Thomas took a year off to relax and travel and then starting taking on substitute teaching assignments four years ago, but she won’t sub just anywhere.

“I only sub at two schools because the staff is absolutely amazing and their plans are so detailed, they make it very easy,” Thomas said. “There is also a sense of family and community here, so the children feel so loved so they’re more apt to come to school and want to do work.”

Vance said Rosa Parks students have extraordinary good fortune in having a sub like Thomas, who helped develop the curriculum still used in Union classrooms today.

“Students really do best when they have a positive relationship with their teacher — that’s not something that happens in one day,” Vance said.

Ten-year-old Angel Marquez has had two major upheavals during his fourth-grade year. First, he was reassigned from one class to a new one added in September. Next, he had to deal with loss of one of the two part-time teachers.

“It’s better when we have a regular, same routine,” Marquez said.

‘Searched high and low for a qualified sub’
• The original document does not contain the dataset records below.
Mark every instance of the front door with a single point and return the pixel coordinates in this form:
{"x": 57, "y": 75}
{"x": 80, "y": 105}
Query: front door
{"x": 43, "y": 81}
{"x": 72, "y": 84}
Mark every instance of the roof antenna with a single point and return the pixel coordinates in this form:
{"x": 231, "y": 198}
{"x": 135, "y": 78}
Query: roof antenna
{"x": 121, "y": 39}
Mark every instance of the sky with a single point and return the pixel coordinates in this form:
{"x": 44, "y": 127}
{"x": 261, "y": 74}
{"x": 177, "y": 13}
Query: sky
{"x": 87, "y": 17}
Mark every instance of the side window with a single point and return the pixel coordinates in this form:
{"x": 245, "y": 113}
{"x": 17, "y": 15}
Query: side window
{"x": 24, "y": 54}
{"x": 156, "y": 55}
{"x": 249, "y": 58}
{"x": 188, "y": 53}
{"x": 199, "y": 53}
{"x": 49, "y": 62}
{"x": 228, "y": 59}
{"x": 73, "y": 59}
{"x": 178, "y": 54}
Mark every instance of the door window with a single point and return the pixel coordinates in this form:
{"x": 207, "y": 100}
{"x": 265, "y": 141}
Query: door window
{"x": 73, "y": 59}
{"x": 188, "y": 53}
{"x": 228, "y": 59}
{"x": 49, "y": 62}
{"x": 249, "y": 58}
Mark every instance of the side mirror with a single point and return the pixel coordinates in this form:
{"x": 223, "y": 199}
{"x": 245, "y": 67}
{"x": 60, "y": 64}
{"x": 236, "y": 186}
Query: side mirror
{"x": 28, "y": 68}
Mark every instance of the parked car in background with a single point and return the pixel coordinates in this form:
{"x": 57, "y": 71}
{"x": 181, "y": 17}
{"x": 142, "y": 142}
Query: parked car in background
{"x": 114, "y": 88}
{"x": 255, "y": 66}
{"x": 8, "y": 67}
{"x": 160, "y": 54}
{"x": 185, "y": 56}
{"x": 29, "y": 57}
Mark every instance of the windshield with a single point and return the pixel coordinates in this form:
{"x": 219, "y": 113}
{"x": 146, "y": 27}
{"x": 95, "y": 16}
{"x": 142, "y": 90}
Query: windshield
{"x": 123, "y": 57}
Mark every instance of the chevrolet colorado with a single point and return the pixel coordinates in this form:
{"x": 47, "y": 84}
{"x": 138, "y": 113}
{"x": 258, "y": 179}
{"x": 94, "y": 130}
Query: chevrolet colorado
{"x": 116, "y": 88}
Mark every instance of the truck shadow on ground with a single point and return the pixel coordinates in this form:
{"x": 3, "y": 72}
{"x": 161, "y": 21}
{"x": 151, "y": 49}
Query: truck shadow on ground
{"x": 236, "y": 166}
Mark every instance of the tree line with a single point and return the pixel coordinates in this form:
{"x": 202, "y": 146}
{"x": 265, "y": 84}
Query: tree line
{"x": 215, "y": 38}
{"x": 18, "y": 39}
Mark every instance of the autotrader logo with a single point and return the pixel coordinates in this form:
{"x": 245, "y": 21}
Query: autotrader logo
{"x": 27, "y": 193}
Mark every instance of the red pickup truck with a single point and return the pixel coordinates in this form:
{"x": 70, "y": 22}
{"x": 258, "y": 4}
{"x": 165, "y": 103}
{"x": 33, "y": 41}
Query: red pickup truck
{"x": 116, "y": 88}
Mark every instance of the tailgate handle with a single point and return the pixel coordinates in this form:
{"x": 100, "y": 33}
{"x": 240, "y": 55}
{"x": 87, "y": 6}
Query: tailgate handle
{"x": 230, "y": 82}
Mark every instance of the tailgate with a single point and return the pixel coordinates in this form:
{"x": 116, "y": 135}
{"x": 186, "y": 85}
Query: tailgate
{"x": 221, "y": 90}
Tulsa’s Edison Preparatory School has had to resort to long-term subs to cover for teachers in a number of situations this year, including one who spoke no German covering a German class for several weeks.

Principal Derrick Schmidt said it’s always difficult to find long-term substitutes, let alone subs who are a “certified, quality candidate,” and when they do, it’s “always kind of a luxury.”

Schmidt said the impact on students is a certainty, adding, “Nothing is as good as consistent attendance from the regular teacher.”

In some cases, teachers take up a hunt for their temporary replacement.

Merrie Wolf, who teaches regular and advanced math at Memorial High School, was diagnosed with uterine cancer last summer and had to be out for treatment for six weeks in the middle of the fall semester.

“I searched high and low to find a qualified sub so my kids wouldn’t be missing out,” Wolf said.

After a month and a half of trying, Wolf finally found a retired math teacher willing to take on the task. Throughout her absence, she spoke with the sub two to three times every school day.

“My kids were not behind for the mere fact that I had beat the bushes and found that qualified substitute,” she said. “We’ve had situations in the past where we had unqualified subs, and the kids are just sitting there doing nothing. They see a sub, they think, ‘Blowoff Day.’”


A look at substitute needs at Union's Rosa Parks Elementary

September: First-grade teacher left on maternity leave, and the district made a late addition of a fourth-grade section at the school.

November: Third-grade teacher left on maternity leave.

December: Art teacher left on maternity leave.

January: Fourth-grade teacher left on medical leave.

February: Fifth-grade teacher left on maternity leave.

April: Another fifth-grade teacher due to leave on maternity leave.

May: Sixth-grade teacher due to leave on maternity leave.

June: A first-grade teacher due to begin maternity leave, so the principal will have to line up sub to cover for her at start of 2016-17.

Principal's note: Other substitute teachers have been required for extended periods because of illness and surgeries.

World Staff Writer Nour Habib contributed to this story.